Reading a report on the performance of S&P 500 companies, a specific graph caught my eye. It showed that when it came to 10-year returns, companies with women CEOs at the helm outperformed those with men in similar roles. Interesting!
Harvard Business Review also reported a study with the conclusion that “Going from having no women in corporate leadership (the CEO, the board, and other C-suite positions) to a 30% female share is associated with a one-percentage-point increase in the net margin—which translates to a 15% increase in profitability for a typical firm.”
But what comes as an anticlimax is the fact that in the same graph, we find that women hold only 41 of the CEO positions at the S&P 500 companies. The surprise does not end with this. I found that back in 2018, the year had ended with 31 female CEOs in S&P 500 companies. Which means that in the last five years, we have seen an addition of only 2% to the number of female CEOs in S&P 500 companies!
We need to find out why the score got worse and understand the rationale behind the gender-based pay gap in the industry.
Gender inequality has always been an issue since women started to work in corporates that are perceived to be modern in their mindset.
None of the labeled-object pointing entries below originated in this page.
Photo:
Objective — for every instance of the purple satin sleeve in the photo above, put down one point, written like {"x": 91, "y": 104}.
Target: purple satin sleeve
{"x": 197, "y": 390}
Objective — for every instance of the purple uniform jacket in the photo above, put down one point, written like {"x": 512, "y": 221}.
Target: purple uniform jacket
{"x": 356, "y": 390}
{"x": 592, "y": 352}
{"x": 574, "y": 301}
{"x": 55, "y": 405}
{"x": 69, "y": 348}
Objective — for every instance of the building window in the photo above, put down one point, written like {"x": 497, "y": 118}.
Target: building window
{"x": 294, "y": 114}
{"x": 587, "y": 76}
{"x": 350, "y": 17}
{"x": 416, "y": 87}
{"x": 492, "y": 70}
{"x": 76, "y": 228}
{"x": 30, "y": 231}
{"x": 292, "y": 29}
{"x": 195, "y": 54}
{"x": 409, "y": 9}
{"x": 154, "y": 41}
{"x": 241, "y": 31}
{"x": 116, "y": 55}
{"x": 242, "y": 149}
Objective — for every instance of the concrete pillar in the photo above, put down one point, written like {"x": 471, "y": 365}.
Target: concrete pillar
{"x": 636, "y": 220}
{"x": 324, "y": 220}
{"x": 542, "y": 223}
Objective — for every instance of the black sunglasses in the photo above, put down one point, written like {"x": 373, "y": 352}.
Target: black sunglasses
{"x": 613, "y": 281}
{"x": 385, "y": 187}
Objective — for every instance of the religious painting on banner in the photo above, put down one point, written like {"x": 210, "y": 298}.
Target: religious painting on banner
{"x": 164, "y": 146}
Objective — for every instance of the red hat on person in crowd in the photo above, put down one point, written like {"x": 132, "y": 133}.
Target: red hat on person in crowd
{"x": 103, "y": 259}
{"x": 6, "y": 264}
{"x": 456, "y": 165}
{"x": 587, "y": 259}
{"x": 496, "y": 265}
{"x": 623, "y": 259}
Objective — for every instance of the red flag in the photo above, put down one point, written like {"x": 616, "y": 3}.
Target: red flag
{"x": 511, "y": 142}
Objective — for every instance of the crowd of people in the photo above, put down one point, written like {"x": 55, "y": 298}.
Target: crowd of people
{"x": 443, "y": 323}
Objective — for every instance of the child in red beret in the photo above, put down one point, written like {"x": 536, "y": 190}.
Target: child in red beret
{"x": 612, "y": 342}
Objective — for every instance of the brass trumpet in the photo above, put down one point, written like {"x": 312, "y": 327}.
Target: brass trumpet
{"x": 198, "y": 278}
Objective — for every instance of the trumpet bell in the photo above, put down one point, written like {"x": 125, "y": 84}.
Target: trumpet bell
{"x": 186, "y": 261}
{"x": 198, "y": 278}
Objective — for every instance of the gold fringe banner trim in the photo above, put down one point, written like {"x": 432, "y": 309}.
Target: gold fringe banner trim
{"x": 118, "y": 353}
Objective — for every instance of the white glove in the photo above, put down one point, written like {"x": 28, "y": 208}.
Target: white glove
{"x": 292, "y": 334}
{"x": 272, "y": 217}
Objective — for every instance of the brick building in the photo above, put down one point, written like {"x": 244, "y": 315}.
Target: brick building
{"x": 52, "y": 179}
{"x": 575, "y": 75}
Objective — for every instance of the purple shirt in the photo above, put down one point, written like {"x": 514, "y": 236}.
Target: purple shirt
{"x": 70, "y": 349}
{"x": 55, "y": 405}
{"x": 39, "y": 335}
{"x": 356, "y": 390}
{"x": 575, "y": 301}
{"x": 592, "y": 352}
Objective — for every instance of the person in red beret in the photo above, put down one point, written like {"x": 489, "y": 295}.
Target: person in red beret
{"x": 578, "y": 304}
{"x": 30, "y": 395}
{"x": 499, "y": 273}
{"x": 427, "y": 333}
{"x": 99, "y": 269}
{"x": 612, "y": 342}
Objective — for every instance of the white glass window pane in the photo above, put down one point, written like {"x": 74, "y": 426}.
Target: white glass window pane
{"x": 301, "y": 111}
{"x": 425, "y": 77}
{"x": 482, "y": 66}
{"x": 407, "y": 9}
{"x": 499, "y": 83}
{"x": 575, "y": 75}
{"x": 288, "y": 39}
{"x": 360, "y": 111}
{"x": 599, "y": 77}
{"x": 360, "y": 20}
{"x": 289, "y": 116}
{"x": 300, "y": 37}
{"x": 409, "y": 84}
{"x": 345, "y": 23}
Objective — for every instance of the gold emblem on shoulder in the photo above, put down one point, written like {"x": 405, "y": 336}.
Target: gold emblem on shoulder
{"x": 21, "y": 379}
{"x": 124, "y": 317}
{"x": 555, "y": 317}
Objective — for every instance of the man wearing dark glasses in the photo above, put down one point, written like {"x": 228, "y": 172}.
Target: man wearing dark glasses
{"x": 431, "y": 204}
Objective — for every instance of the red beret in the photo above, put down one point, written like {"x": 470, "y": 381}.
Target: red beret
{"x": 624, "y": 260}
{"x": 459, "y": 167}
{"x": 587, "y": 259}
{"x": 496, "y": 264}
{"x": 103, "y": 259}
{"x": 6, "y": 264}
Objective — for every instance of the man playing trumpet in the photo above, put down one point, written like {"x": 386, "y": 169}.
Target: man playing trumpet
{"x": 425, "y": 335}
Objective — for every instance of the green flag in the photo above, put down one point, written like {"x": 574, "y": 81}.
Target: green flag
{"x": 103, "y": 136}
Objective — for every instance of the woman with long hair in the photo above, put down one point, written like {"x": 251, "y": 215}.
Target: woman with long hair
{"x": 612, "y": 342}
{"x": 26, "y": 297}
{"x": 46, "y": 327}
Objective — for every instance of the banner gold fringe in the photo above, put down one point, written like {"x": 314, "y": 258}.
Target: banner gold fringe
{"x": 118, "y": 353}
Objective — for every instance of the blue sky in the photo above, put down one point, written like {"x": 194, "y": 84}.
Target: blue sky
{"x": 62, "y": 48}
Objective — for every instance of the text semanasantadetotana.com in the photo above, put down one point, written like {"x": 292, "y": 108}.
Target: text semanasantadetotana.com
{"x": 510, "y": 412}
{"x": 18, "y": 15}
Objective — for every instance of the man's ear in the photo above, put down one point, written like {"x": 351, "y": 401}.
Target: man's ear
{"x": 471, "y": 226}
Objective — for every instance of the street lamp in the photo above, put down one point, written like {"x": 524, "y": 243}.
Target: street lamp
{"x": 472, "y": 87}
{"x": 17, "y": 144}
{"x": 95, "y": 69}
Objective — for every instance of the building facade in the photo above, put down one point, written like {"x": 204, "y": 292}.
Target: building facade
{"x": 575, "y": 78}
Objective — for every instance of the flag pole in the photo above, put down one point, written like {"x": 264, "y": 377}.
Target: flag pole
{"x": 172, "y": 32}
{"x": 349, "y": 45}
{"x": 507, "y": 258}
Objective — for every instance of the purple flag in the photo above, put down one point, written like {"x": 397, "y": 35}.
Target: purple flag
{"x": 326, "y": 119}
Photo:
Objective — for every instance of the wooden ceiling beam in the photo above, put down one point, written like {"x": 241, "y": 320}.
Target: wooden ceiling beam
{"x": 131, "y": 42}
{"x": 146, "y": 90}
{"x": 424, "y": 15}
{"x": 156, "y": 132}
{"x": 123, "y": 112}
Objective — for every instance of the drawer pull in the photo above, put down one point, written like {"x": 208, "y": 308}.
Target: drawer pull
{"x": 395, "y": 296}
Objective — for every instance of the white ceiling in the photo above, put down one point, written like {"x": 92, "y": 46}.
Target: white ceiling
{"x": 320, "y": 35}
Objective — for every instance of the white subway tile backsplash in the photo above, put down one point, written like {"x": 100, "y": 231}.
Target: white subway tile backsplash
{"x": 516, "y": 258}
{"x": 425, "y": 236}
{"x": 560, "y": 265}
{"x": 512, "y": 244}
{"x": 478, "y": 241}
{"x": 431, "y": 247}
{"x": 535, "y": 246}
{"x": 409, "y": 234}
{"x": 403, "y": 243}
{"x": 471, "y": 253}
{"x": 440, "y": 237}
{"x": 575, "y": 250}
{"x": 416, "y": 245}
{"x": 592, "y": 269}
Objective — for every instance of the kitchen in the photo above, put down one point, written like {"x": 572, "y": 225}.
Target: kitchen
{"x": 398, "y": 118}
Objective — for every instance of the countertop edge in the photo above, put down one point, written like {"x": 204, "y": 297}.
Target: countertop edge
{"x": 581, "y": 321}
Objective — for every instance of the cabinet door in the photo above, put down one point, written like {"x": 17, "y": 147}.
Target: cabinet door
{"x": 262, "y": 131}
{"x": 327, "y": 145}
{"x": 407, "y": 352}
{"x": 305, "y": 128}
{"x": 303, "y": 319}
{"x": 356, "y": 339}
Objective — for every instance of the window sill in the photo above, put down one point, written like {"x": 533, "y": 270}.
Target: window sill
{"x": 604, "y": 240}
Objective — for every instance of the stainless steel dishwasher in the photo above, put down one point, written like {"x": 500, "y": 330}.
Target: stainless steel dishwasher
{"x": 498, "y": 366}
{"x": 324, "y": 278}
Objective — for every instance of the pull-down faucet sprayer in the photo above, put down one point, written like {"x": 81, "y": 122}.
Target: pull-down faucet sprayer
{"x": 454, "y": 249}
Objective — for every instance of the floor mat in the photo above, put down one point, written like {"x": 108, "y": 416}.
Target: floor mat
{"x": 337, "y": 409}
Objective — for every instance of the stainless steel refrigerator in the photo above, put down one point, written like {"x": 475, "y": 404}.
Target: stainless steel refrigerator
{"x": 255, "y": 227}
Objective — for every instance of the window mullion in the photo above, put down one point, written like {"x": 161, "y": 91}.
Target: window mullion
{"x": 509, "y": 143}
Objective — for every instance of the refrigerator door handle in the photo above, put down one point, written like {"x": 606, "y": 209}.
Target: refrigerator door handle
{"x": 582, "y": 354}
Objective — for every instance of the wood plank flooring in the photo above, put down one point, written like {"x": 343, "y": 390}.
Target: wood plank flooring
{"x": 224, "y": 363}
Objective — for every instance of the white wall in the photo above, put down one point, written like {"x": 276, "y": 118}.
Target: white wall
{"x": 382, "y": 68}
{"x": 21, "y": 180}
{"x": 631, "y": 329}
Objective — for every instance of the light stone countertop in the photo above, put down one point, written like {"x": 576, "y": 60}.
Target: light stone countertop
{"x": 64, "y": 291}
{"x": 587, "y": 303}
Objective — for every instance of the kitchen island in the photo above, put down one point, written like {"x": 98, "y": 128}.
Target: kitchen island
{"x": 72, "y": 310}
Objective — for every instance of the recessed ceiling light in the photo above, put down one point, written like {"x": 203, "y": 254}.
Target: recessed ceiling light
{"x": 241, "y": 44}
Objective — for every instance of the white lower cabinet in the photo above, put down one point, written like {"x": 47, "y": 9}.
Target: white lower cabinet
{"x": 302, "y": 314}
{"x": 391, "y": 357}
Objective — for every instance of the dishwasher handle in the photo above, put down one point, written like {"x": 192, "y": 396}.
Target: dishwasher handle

While diversity norms have kept the numbers at a decent level, most women have been given roles involving lesser grade administration. It has been only recently that we have started to see women getting represented at the board level. But unfortunately, data shows that CXO positions still seem distant.
It will be difficult to find out why female CEOs have performed better, but even without getting into the analysis, I feel that diversity can only bring in a positive change.
I have read several articles that suggest women may bring a longer-term vision to the business when they join the leadership. To cite examples, PwC’s 2022 Board Member Survey found 66% of female directors prioritize climate action, even at the cost of near-term financial gains. Two academic studies (Al-Najja & Salama, November 2022 and Altunbas et al, 2022) have mentioned that having more women in senior leadership roles helps better corporate environmental performance.
Approaches like these might translate to greater value to the business in the eyes of its investors and other stakeholders, because, as I have been writing in my other blogs, all of them give more importance to long-term sustainability than short-term profits.
So, I strongly feel that the day is not far when we start seeing investors using their power to ensure a better gender ratio at the CXO levels.